What You Need To Know

  • Chief Eli Vera, a 33-year department veteran, has announced he is running for sheriff

  • Sheriff Alex Villanueva has engaged in high-profile battles with the Board of Supervisors and the county Inspector General

  • "This is what democracy looks like," Villanueva said in response to Vera's candidacy

  • Vera said he hopes to bring stability and transparency to the department

Vera and his wife Liza, a retired LA County Sheriff’s deputy, saw how helping at-risk youth drove their passion for law enforcement.

"We have to build bridges," Vera said. "We have to affect change, and the only way we’re going to do that is to work together."

After supporting Sheriff Alex Villanueva in 2018, Vera is the first insider to challenge his boss in the 2022 race to lead the largest sheriff’s department in the U.S. — with more than 18,000 sworn and civilian employees.

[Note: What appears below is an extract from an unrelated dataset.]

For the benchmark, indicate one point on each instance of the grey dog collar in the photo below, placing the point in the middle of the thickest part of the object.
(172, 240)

“This is what democracy looks like,” Villanueva said in a statement. “Ultimately, everyone who runs for public office must defend their record and convince voters why they are running for office. My reform efforts speak for themselves, removing ICE from the jails, equipping Body Worn Cameras, Wage Theft Task Force, Operation Homebound and balancing the LASD budget.”

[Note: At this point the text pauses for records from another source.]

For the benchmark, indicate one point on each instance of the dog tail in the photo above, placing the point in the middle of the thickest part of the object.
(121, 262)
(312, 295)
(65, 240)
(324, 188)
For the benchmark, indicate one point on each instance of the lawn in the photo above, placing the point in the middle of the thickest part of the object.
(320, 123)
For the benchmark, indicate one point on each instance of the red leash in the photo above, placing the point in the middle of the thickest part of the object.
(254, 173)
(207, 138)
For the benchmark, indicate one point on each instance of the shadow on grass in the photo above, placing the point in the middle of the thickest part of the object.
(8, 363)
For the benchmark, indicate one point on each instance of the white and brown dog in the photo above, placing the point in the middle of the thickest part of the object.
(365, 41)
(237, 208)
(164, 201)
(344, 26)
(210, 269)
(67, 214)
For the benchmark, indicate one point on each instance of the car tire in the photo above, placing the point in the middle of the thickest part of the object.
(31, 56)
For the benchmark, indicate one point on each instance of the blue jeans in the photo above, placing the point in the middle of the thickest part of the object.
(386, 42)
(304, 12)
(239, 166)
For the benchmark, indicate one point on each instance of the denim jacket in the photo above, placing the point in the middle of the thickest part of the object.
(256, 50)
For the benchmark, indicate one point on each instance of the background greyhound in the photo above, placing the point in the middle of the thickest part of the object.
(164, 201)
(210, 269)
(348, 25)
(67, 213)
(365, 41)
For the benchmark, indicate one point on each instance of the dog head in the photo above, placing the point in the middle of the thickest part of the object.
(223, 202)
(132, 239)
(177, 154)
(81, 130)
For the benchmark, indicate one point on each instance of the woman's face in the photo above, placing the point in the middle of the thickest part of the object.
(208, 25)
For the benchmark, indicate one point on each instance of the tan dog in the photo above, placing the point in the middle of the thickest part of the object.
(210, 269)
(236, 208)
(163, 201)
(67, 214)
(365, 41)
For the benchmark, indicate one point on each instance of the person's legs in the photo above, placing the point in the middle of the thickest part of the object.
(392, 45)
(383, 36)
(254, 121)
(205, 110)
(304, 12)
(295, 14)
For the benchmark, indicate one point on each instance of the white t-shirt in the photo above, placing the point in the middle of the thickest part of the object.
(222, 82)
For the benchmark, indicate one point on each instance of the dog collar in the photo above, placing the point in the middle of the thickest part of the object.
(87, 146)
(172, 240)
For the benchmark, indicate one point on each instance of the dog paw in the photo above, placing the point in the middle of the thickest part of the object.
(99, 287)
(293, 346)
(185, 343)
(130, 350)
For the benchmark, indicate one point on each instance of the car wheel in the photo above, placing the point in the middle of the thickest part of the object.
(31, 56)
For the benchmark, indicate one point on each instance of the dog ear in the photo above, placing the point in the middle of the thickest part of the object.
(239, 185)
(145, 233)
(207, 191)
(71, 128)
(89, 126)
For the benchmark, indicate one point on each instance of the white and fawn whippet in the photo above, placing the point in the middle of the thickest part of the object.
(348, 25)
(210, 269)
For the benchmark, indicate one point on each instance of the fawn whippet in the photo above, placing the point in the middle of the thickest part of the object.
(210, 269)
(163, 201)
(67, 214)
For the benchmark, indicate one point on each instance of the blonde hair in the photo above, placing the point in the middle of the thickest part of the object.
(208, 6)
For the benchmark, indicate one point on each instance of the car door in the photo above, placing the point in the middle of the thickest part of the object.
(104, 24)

Vera explained how Villanueva’s high-profile battles with the Board of Supervisors and the Inspector General have hurt the department.

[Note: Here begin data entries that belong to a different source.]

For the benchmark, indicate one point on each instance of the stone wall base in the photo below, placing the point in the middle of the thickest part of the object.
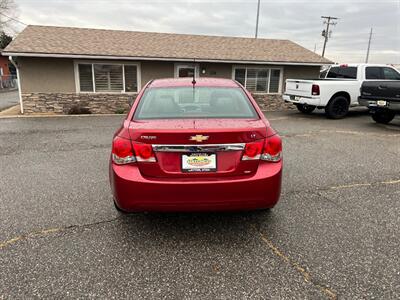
(62, 103)
(272, 102)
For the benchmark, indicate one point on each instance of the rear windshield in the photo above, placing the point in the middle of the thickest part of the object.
(342, 72)
(199, 102)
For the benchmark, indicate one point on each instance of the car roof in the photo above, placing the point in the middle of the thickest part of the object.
(187, 82)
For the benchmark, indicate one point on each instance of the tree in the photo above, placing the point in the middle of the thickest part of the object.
(5, 39)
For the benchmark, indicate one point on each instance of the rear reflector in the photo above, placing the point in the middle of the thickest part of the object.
(253, 150)
(315, 90)
(272, 149)
(122, 152)
(144, 152)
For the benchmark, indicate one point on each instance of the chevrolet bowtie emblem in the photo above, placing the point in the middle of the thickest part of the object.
(199, 138)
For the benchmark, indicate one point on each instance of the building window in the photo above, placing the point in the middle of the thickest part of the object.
(102, 78)
(259, 80)
(186, 70)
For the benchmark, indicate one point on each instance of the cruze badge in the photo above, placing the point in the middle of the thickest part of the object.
(148, 137)
(199, 138)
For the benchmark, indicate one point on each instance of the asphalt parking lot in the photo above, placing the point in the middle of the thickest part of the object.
(334, 234)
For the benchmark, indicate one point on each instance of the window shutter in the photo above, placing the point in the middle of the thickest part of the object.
(108, 78)
(85, 78)
(240, 76)
(274, 81)
(130, 78)
(251, 82)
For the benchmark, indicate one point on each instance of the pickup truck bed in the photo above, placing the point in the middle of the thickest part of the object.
(382, 98)
(338, 88)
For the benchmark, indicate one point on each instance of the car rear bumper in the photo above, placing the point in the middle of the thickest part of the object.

“It’s nothing but an all-out war, and internally, we’ve seen the same thing as he responds to individuals who ask him to go in a different direction, (who) try to bring calm to the storm,” Vera said. "When he disagrees, it’s essentially, 'You’re transferred.' It’s, 'Off with your head.' It’s a very intolerant attitude, and it translates to our deputy sheriffs, and it’s not acceptable.”

In January, California Attorney General Xavier Becerra announced he opened a civil rights investigation into the LASD centered on whether the department engaged in a pattern or practice of unconstitutional policing. The announcement came after allegations of excessive force, retaliation and incidents involving deputies and managers.

Vera, 33-year department veteran, noted that he welcomes oversight.

“It isn’t our deputies who have failed,” he said. “It’s been the leadership that’s failed the community.”

Vera brings his own controversies into the race, including several officer-involved shootings. He was one of two deputies who shot and killed 16-year-old Julio Castillo in 1999. Castillo’s mother sued LA County over the killing. The lawsuit went to trial, and the family lost.

“I can tell you that this is a life-changing experience,” Vera said.

After the incident, Vera and his wife opened their homes to kids they met on the job. They hope their message of family and compassion will be the new face of the sheriff’s department in 2022.